KS-AG: We thought we were done with Kris Kobach, but we thought wrong. The notorious voter suppression zealot and former Kansas secretary of state kicked off a campaign for state attorney general on Thursday, following a failed bid for the Republican nomination for Senate in 2020 and a disastrous turn as the GOP's gubernatorial nominee two years earlier that handed the governorship to the Democrats.

Team Blue would certainly love another shot at Kobach, since his too-many-to-mention failings could once again put a statewide race in play. There's one we certainly have to note, though, since it directly impacts his qualifications to serve as Kansas' top law enforcement official: that time three years ago when a federal judge found Kobach in contempt for failing to comply with her orders in a suit that struck down a law he championed requiring new voters to provide proof of citizenship, then made him take a remedial legal education class titled "Civil Trial: Everything You Need to Know."

Of course, Republicans would like to avoid one more go-round with Kobach as much as Democrats would enjoy one. The GOP successfully kept Kobach at bay in last year's Senate race (which Republican Roger Marshall went on to win), though so far, he's the only notable candidate to announce a bid for the attorney general's post, which is open because Republican incumbent Derek Schmidt is running for governor.
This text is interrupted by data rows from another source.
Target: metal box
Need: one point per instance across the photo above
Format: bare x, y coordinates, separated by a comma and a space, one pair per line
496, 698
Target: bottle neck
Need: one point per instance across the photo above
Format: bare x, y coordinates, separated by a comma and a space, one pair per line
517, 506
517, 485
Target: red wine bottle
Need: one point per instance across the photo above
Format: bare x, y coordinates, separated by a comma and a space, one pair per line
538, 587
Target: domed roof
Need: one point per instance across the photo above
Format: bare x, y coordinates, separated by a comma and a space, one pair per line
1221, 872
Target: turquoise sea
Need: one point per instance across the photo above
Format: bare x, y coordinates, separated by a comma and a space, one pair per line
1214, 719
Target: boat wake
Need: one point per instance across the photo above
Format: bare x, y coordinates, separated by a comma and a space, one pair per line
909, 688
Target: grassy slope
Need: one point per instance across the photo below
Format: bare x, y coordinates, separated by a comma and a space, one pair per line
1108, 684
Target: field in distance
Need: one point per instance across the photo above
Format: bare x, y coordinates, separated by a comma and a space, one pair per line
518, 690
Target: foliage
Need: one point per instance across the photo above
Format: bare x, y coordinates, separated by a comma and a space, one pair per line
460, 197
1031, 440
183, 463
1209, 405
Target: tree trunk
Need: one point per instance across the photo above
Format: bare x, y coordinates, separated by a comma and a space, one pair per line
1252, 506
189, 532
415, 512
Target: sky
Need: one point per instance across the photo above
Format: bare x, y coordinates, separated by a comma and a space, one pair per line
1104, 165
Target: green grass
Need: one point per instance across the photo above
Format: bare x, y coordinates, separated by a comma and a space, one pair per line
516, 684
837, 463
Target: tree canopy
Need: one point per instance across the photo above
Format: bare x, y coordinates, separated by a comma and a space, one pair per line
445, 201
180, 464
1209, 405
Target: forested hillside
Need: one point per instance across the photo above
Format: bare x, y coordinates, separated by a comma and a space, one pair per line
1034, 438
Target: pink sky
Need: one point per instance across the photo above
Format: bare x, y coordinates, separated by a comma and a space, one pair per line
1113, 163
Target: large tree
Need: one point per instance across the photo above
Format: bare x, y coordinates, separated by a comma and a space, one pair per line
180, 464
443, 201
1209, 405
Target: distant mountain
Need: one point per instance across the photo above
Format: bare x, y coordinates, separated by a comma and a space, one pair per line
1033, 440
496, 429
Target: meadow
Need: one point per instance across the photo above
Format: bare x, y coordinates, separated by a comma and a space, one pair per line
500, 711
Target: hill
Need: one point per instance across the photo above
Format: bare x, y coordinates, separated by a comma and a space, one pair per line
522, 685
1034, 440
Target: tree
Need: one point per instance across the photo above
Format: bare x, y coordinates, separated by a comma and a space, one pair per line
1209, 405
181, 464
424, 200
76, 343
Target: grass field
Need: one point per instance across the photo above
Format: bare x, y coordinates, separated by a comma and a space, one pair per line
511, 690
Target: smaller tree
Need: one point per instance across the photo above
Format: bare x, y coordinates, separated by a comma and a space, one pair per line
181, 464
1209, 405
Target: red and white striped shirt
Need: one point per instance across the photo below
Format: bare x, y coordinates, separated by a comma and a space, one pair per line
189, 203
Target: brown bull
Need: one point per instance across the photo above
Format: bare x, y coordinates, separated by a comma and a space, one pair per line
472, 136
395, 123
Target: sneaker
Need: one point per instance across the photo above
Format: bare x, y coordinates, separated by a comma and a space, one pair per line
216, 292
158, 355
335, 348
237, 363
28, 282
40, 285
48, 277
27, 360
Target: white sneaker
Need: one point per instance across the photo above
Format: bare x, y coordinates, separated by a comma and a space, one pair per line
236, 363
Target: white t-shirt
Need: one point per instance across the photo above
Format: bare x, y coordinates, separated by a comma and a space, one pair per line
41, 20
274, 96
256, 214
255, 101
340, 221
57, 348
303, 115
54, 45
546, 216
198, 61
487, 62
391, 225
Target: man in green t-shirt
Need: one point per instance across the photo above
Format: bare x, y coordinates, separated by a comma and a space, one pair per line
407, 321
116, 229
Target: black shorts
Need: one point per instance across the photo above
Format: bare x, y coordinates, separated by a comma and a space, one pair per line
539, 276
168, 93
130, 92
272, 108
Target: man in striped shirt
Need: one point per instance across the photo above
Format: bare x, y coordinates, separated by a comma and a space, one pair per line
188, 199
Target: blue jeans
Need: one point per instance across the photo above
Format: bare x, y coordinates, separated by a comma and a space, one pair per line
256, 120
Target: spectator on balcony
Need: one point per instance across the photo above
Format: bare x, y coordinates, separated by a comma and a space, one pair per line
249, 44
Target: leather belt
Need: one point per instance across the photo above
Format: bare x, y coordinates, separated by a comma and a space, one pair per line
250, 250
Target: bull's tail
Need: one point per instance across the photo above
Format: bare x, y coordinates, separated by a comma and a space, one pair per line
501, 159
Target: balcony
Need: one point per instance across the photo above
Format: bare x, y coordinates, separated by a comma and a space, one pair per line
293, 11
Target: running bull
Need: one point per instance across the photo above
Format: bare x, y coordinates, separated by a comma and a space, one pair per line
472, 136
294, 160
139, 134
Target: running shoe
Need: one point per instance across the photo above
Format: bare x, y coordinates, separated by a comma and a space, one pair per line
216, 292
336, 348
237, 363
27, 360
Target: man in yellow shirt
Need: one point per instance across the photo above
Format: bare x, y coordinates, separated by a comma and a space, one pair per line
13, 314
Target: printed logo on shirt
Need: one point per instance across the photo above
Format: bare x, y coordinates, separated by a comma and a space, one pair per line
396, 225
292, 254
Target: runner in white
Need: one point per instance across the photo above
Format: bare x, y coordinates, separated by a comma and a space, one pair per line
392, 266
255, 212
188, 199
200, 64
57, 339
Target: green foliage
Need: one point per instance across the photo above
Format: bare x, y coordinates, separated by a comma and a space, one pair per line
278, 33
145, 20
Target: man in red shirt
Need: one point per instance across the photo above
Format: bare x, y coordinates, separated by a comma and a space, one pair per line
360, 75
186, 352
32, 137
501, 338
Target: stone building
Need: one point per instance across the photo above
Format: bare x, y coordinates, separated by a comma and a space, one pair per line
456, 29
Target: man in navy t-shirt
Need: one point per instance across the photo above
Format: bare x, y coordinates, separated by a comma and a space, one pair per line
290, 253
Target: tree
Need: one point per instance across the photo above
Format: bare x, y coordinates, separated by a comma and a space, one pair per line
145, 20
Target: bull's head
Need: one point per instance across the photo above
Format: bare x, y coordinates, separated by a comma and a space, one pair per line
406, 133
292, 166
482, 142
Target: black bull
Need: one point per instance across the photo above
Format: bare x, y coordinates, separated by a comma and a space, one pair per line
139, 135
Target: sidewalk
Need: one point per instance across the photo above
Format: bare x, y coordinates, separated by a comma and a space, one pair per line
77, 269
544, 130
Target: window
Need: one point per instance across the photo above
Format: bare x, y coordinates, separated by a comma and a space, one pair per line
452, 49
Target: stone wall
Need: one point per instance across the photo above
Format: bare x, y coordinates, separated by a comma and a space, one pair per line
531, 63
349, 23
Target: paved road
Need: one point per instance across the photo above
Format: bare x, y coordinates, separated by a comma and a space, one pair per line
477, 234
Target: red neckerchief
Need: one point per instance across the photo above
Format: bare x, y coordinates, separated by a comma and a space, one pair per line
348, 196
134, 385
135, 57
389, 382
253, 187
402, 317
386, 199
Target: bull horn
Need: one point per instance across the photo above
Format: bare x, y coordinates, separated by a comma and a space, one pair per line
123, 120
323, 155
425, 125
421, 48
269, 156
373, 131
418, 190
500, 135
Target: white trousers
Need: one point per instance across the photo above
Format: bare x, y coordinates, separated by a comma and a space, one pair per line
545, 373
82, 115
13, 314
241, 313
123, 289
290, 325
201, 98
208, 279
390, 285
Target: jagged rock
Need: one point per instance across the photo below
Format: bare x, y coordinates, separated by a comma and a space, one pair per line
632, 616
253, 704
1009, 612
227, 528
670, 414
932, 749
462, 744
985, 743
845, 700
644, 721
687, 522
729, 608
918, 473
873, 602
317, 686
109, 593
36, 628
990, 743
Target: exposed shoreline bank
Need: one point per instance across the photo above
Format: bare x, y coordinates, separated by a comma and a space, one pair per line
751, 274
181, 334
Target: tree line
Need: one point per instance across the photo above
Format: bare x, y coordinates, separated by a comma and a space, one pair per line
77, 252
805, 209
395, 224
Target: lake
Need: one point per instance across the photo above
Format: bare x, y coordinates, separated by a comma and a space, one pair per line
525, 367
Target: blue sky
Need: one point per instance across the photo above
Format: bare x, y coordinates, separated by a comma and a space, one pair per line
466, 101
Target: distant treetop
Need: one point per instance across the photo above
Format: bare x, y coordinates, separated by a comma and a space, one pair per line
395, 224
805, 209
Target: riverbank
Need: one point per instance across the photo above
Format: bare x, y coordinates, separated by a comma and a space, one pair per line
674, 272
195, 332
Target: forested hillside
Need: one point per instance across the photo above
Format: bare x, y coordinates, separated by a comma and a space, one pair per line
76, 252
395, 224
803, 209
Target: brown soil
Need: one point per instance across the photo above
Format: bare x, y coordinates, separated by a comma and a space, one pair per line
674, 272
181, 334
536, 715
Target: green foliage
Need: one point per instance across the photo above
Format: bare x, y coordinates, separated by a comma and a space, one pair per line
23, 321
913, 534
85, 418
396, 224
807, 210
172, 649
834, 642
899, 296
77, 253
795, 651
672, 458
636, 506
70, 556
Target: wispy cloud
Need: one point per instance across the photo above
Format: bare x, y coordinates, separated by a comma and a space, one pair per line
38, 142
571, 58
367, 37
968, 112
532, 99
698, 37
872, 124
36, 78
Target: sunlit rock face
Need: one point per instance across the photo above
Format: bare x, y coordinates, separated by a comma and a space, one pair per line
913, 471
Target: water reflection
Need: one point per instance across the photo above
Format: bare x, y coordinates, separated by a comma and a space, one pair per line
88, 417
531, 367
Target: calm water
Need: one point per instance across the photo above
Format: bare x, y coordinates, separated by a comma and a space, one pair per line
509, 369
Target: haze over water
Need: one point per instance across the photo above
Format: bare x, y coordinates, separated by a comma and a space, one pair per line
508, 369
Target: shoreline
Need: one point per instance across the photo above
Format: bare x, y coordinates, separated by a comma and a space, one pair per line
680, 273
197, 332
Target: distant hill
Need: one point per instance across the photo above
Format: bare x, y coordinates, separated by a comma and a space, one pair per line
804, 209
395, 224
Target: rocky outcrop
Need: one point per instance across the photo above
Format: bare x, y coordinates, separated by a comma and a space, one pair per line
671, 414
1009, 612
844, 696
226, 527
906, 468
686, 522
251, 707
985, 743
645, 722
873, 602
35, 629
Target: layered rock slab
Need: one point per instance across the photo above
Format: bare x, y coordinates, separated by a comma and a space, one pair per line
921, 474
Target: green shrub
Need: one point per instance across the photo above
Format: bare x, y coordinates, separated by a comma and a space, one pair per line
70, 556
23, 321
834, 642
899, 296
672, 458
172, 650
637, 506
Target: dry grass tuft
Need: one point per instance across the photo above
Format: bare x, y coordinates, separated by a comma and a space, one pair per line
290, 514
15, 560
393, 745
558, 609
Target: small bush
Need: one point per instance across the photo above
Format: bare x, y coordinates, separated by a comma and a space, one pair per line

The Kansas City Star says that state House Speaker Pro Tem Blaine Finch and state Sen. Kellie Warren could run for Republicans, while no Democratic names have surfaced yet. With Kobach now in the mix, that will likely change.

VA-LG: EMILY's List has endorsed Del. Hala Ayala, who also recently earned the backing of Gov. Ralph Northam, in the June 8 Democratic primary. The six-person field also includes another pro-choice woman, Norfolk City Council member Andria McClellan.